No matter what the circumstance, running a red light isn’t just illegal; it’s dangerous, reckless and puts every person around you in serious danger. According to a recent AAA report, the number of people committing this serious traffic violation is on the rise.
The report shows a 28% increase in the number of red light-running crashes from 2012 to 2017. In 2017 alone, 938 Americans died because a driver ran a red light.
California sees its fair share of these senseless incidents. In July, a pedestrian died and another was seriously injured when a Tesla ran a red light in San Francisco’s Tenderloin district. The driver who had the green light clipped the Tesla, causing the Tesla to spin out of control and hit two people crossing at the crosswalk.
On Father’s Day, a 27-year-old woman ran a red light and crashed into a black Nissan at an intersection in North Hills, California. A father of two died in the crash and five other people were injured. The driver walked away.
The AAA report says nearly half of all people killed in red light crashes were either passengers of the offending driver or people in other vehicles. More than 5% were pedestrians or cyclists.
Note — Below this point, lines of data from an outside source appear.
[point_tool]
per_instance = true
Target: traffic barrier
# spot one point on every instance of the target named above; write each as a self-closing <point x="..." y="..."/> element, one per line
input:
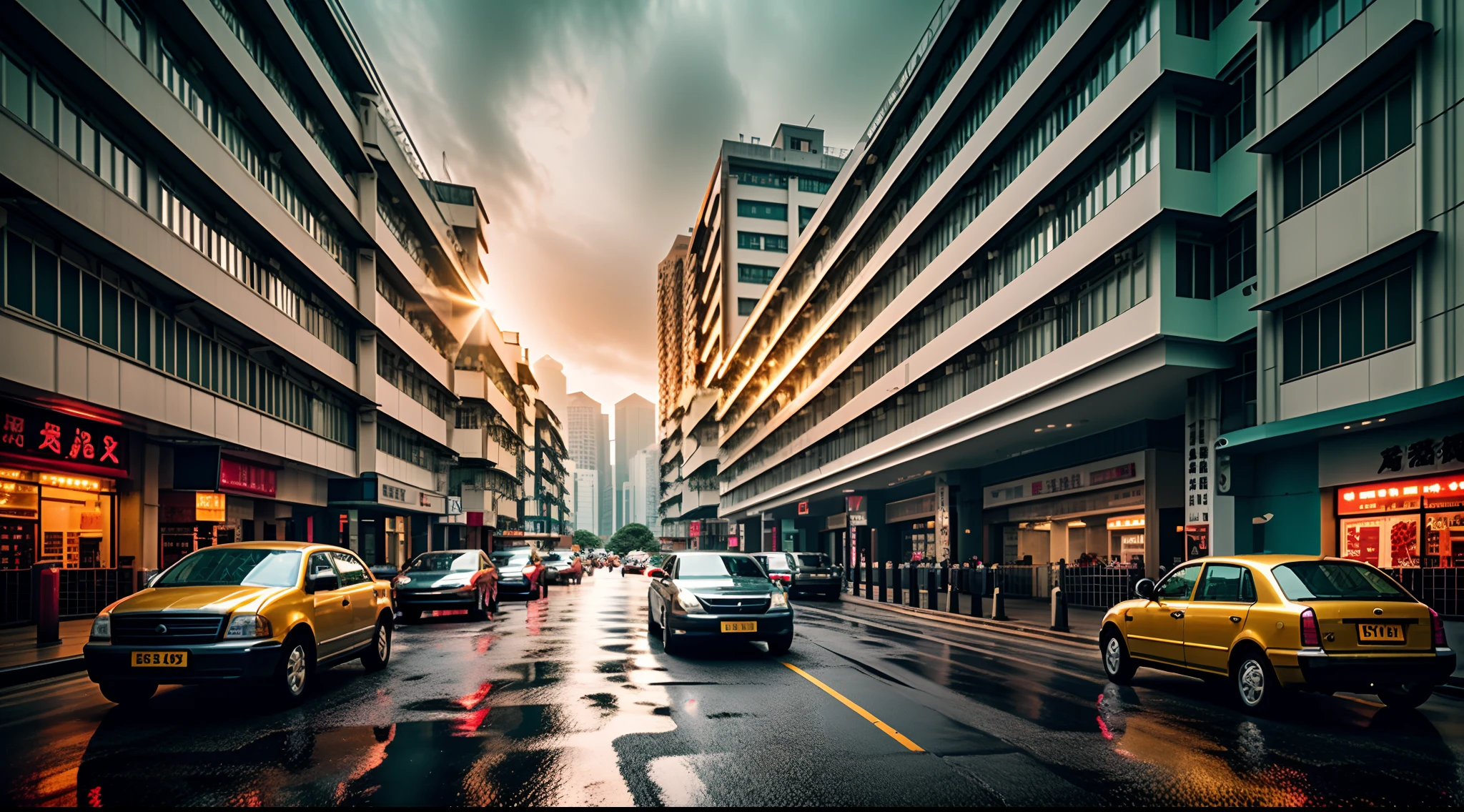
<point x="1059" y="610"/>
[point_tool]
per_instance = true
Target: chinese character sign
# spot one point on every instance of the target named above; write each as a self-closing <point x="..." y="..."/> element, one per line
<point x="40" y="435"/>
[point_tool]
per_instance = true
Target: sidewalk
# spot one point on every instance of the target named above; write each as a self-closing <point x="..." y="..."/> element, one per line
<point x="1024" y="615"/>
<point x="21" y="660"/>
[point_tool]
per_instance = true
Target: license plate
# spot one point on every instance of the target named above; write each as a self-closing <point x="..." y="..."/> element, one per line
<point x="1380" y="633"/>
<point x="160" y="659"/>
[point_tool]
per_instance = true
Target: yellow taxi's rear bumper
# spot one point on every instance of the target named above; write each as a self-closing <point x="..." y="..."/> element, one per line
<point x="1363" y="672"/>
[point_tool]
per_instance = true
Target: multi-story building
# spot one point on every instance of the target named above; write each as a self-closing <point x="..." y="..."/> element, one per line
<point x="234" y="299"/>
<point x="757" y="204"/>
<point x="1131" y="282"/>
<point x="634" y="429"/>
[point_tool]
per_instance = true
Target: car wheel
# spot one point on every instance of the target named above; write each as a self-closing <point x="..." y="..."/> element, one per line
<point x="1116" y="662"/>
<point x="128" y="693"/>
<point x="781" y="645"/>
<point x="1406" y="695"/>
<point x="1255" y="682"/>
<point x="293" y="673"/>
<point x="479" y="610"/>
<point x="380" y="653"/>
<point x="668" y="641"/>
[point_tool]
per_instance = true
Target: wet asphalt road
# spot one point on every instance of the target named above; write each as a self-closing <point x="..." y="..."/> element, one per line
<point x="567" y="703"/>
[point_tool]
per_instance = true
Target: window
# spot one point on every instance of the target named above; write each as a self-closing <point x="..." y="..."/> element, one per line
<point x="1237" y="255"/>
<point x="1352" y="325"/>
<point x="1315" y="22"/>
<point x="1237" y="394"/>
<point x="761" y="242"/>
<point x="1192" y="269"/>
<point x="1378" y="132"/>
<point x="1240" y="120"/>
<point x="804" y="215"/>
<point x="772" y="180"/>
<point x="1192" y="141"/>
<point x="761" y="211"/>
<point x="756" y="274"/>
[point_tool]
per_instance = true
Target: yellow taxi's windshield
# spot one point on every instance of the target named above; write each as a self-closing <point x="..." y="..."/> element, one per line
<point x="233" y="567"/>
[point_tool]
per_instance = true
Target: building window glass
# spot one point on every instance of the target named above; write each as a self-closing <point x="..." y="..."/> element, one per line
<point x="1237" y="254"/>
<point x="761" y="209"/>
<point x="1365" y="139"/>
<point x="1192" y="141"/>
<point x="1317" y="22"/>
<point x="1192" y="269"/>
<point x="761" y="242"/>
<point x="756" y="274"/>
<point x="1350" y="325"/>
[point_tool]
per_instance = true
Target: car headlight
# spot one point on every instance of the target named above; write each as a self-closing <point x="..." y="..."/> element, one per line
<point x="249" y="627"/>
<point x="688" y="602"/>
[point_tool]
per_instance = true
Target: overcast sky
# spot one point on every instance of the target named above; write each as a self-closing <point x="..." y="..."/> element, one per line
<point x="590" y="129"/>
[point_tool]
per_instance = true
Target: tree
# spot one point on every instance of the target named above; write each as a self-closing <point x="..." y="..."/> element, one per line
<point x="633" y="538"/>
<point x="586" y="540"/>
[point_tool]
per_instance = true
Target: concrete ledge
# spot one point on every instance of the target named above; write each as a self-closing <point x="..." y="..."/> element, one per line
<point x="46" y="669"/>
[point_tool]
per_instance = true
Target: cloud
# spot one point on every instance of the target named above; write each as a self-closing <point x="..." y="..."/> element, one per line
<point x="590" y="131"/>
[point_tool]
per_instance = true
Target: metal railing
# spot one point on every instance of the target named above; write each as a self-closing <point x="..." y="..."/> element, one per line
<point x="82" y="593"/>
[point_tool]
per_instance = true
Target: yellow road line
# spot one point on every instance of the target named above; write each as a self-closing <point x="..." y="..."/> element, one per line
<point x="873" y="721"/>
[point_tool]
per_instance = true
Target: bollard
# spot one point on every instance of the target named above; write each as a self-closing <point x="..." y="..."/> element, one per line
<point x="47" y="603"/>
<point x="1059" y="610"/>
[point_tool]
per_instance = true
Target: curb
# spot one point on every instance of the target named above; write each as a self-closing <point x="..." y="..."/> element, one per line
<point x="974" y="622"/>
<point x="46" y="669"/>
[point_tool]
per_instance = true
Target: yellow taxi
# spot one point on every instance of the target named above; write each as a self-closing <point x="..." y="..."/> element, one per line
<point x="1274" y="623"/>
<point x="262" y="612"/>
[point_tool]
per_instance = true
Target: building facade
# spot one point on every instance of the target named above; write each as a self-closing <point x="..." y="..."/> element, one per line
<point x="247" y="309"/>
<point x="1123" y="283"/>
<point x="757" y="204"/>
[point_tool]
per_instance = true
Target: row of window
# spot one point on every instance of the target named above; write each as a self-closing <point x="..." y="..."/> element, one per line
<point x="37" y="103"/>
<point x="209" y="109"/>
<point x="1378" y="132"/>
<point x="761" y="242"/>
<point x="232" y="254"/>
<point x="405" y="444"/>
<point x="1349" y="325"/>
<point x="112" y="314"/>
<point x="1202" y="271"/>
<point x="415" y="384"/>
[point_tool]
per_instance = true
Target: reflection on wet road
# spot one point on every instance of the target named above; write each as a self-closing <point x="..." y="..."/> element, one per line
<point x="567" y="703"/>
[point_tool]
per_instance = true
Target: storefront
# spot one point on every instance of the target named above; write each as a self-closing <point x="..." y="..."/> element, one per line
<point x="59" y="477"/>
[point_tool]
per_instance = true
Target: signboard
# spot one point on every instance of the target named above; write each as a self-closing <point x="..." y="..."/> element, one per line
<point x="57" y="440"/>
<point x="1066" y="480"/>
<point x="242" y="477"/>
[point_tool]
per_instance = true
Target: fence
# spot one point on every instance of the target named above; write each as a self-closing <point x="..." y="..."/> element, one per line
<point x="84" y="593"/>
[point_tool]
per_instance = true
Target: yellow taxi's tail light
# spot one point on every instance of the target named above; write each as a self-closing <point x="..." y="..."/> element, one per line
<point x="249" y="627"/>
<point x="1310" y="634"/>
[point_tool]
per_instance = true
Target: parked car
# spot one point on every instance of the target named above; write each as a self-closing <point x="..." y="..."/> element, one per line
<point x="447" y="580"/>
<point x="718" y="596"/>
<point x="515" y="575"/>
<point x="262" y="612"/>
<point x="1275" y="623"/>
<point x="803" y="574"/>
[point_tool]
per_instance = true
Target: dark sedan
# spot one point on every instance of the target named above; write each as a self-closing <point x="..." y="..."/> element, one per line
<point x="447" y="580"/>
<point x="804" y="574"/>
<point x="718" y="596"/>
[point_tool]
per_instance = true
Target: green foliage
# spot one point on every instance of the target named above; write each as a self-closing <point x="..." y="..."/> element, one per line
<point x="633" y="538"/>
<point x="586" y="540"/>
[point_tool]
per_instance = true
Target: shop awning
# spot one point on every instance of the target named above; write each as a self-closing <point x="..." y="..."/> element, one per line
<point x="1418" y="404"/>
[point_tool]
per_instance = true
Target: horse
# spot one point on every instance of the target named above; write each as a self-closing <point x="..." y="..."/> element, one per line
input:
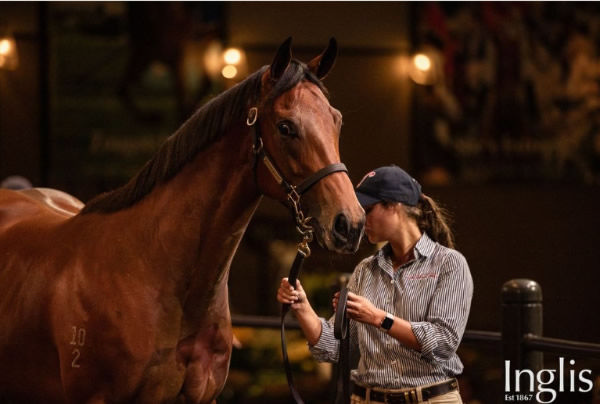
<point x="124" y="299"/>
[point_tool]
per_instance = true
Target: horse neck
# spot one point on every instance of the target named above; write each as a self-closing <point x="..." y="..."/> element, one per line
<point x="199" y="217"/>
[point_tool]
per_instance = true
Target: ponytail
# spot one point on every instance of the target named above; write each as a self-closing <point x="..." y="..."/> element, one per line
<point x="432" y="219"/>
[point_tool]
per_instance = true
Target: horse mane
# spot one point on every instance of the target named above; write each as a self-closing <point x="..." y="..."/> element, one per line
<point x="206" y="125"/>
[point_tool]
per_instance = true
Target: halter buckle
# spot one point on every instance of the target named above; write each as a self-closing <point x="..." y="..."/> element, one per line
<point x="252" y="116"/>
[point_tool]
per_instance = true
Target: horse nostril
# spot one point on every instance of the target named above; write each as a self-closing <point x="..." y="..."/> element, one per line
<point x="340" y="226"/>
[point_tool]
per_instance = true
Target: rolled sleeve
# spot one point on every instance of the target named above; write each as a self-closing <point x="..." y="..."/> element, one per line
<point x="441" y="333"/>
<point x="326" y="348"/>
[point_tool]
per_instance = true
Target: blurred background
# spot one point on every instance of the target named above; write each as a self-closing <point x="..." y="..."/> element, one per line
<point x="492" y="106"/>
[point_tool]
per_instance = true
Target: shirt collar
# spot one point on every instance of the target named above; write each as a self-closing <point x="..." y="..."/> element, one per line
<point x="423" y="248"/>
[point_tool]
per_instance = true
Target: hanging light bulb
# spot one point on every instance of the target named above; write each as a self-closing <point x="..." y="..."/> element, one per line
<point x="9" y="58"/>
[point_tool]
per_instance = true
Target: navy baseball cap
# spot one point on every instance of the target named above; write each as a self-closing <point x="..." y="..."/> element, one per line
<point x="389" y="184"/>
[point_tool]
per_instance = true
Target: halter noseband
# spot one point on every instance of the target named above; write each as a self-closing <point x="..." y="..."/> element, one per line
<point x="293" y="192"/>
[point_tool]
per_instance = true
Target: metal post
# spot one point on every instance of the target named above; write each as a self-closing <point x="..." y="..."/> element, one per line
<point x="521" y="315"/>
If you blow through a red light at 5 a.m. on a Sunday morning, you may get away with it. But regardless of conditions, it’s against the law and extremely dangerous. Keep yourself and your family safe by practicing patience and waiting for green.
Although controversial, red light cameras do reduce the red light-running crash rate. In large cities, they reduce fatalities by 21%; at all signaled intersections, by 14%.
When you’re driving, AAA recommends the following safe-driving practices:
- Prepare to stop. When approaching an intersection, hover your foot over the brake without touching it.
- Watch for “stale” green lights. When you approach a light that’s been green for a long time, be prepared for it to turn yellow and prepare to stop.
- Tap the brake. Tap the brake a few times before slowing to alert the driver behind you.
- Drive defensively. When proceeding through a green light, look both ways first. You never know when you’ll cross paths with someone running a red light.
If you’re walking or cycling, look both ways and proceed through intersections with caution. Make sure drivers really do come to a complete stop. And follow the usual safety practices: stay visible, make eye contact and stay aware of your surroundings.